Molecular basis of levodopa-induced dyskinesias.

A series of experiments were performed in the 1-methyl-4-phenyl-1,2,3,6-tetrahydropyridine (MPTP) model of parkinsonism for the purpose of understanding the mechanism of dopaminergic dyskinesias. Dyskinesias can be induced in this model by de novo treatment with levodopa, or selective D1 or D2 agonists, provided the drugs are short acting and administered in the pulsatile mode. Biochemical analysis of the brains revealed several alterations in dopamine receptor-binding and messenger RNA message following denervation and dopaminergic treatment, but none that clearly correlated with the presence of dyskinesias. On the other hand, gamma-aminobutyric acid (GABA)A binding was increased in the internal segment of the globus pallidus of dyskinetic MPTP monkeys. This was observed consistently and could be associated with an exaggerated response to GABAergic inhibitory inputs in this strategic structure.
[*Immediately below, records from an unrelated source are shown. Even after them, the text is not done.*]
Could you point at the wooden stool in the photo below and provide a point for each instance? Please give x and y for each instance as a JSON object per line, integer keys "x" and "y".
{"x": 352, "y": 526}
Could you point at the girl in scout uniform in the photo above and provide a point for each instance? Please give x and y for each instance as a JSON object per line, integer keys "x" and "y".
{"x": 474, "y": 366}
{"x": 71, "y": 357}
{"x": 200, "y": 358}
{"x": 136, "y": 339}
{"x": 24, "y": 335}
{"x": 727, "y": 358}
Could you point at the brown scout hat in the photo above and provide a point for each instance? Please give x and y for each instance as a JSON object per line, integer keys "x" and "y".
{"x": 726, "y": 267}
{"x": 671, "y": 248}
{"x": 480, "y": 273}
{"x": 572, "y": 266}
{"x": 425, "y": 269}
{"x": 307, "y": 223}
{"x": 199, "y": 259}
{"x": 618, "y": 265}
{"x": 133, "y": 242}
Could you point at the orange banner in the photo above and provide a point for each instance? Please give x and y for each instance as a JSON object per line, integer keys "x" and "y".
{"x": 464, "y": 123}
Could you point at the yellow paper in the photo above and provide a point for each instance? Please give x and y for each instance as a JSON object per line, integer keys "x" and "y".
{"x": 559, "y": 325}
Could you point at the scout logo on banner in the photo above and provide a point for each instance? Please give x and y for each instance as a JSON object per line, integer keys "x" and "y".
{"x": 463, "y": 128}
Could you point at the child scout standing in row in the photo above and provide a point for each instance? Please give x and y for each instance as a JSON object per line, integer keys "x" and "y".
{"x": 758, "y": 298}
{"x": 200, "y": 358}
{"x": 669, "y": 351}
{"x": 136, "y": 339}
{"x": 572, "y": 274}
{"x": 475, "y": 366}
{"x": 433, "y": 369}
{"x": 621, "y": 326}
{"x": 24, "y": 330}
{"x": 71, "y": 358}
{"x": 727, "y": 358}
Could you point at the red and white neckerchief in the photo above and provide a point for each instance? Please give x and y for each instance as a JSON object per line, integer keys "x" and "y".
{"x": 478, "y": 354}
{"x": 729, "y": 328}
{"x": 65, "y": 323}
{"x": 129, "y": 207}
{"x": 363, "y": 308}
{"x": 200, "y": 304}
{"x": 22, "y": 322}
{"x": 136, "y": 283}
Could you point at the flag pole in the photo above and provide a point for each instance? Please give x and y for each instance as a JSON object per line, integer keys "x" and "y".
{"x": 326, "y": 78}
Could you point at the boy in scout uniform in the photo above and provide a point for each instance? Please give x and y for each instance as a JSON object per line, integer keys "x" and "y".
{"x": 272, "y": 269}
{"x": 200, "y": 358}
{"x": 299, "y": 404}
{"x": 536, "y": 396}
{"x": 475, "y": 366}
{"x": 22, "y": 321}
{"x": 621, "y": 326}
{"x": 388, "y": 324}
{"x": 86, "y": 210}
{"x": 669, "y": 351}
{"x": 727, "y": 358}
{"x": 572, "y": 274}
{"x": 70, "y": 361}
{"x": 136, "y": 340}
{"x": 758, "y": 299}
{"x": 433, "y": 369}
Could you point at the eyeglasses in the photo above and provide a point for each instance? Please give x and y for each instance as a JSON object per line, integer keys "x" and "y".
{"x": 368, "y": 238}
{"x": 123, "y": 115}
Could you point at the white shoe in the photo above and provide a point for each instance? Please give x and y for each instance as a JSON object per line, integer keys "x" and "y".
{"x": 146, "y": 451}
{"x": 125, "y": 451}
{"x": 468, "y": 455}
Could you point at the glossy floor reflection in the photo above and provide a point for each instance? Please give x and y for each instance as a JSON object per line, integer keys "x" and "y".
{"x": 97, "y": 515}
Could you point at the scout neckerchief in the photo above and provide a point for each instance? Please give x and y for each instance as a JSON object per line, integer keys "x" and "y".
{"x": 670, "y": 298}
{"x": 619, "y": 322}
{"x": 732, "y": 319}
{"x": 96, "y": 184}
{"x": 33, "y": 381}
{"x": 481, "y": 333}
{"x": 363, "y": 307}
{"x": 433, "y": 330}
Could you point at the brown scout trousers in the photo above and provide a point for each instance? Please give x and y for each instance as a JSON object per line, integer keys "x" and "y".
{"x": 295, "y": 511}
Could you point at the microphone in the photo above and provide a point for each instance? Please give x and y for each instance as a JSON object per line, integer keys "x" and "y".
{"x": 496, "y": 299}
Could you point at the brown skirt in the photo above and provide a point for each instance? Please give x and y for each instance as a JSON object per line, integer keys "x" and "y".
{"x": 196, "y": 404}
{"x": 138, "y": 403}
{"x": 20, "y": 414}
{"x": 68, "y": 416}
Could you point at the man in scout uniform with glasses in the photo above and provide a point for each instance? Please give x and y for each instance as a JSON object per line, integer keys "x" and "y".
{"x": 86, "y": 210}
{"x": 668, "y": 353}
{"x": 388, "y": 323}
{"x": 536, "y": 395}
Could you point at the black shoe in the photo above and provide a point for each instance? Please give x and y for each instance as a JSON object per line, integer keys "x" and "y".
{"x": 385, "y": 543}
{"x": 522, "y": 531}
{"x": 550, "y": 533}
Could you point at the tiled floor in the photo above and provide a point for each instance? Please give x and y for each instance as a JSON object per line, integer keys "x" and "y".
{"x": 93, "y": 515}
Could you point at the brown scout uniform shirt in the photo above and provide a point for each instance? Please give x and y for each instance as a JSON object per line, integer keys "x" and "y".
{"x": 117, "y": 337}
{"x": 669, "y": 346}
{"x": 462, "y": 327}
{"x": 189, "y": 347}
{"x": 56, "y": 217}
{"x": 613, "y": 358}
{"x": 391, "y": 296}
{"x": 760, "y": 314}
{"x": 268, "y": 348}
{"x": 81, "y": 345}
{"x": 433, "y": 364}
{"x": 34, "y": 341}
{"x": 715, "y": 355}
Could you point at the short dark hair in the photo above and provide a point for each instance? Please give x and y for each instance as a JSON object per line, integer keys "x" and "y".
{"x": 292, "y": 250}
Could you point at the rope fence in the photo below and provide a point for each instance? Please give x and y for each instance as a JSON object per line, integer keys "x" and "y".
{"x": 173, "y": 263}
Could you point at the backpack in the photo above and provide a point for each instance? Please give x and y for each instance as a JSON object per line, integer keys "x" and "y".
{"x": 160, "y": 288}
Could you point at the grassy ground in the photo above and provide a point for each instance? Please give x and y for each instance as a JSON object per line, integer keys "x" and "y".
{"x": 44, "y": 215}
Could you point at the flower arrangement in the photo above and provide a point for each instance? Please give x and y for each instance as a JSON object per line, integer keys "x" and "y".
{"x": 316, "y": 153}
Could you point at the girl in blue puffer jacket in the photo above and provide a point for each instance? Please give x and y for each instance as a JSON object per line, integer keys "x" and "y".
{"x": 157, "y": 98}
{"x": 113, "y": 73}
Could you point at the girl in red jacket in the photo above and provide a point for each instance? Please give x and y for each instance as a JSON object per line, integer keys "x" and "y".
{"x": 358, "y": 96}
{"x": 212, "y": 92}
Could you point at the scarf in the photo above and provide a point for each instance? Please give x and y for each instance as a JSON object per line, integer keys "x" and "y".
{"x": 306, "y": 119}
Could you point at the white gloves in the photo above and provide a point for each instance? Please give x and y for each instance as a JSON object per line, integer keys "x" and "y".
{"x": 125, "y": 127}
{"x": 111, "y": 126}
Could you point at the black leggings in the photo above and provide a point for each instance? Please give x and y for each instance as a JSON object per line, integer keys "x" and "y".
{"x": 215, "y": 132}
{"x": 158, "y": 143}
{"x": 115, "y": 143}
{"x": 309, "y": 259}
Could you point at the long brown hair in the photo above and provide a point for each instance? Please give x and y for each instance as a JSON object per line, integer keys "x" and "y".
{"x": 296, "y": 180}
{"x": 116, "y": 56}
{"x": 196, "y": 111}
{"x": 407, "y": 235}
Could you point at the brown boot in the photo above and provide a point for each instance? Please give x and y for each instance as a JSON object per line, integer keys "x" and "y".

Increased preproenkephalin message was also found to correlate with dyskinesias and may be linked to changes in GABA receptors. Treatments that caused dyskinesias induced, in the striatum, chronic Fos proteins of the deltaFosB family which, when coupled with Jun-D, form AP-1 complexes that can affect several genes, including enkephalin and N-methyl-D-aspartate receptor. We suggest that levodopa-induced dyskinesias represent a form of pathological learning, which results from deficient gating of glutamatergic inputs to the striatum by dopamine.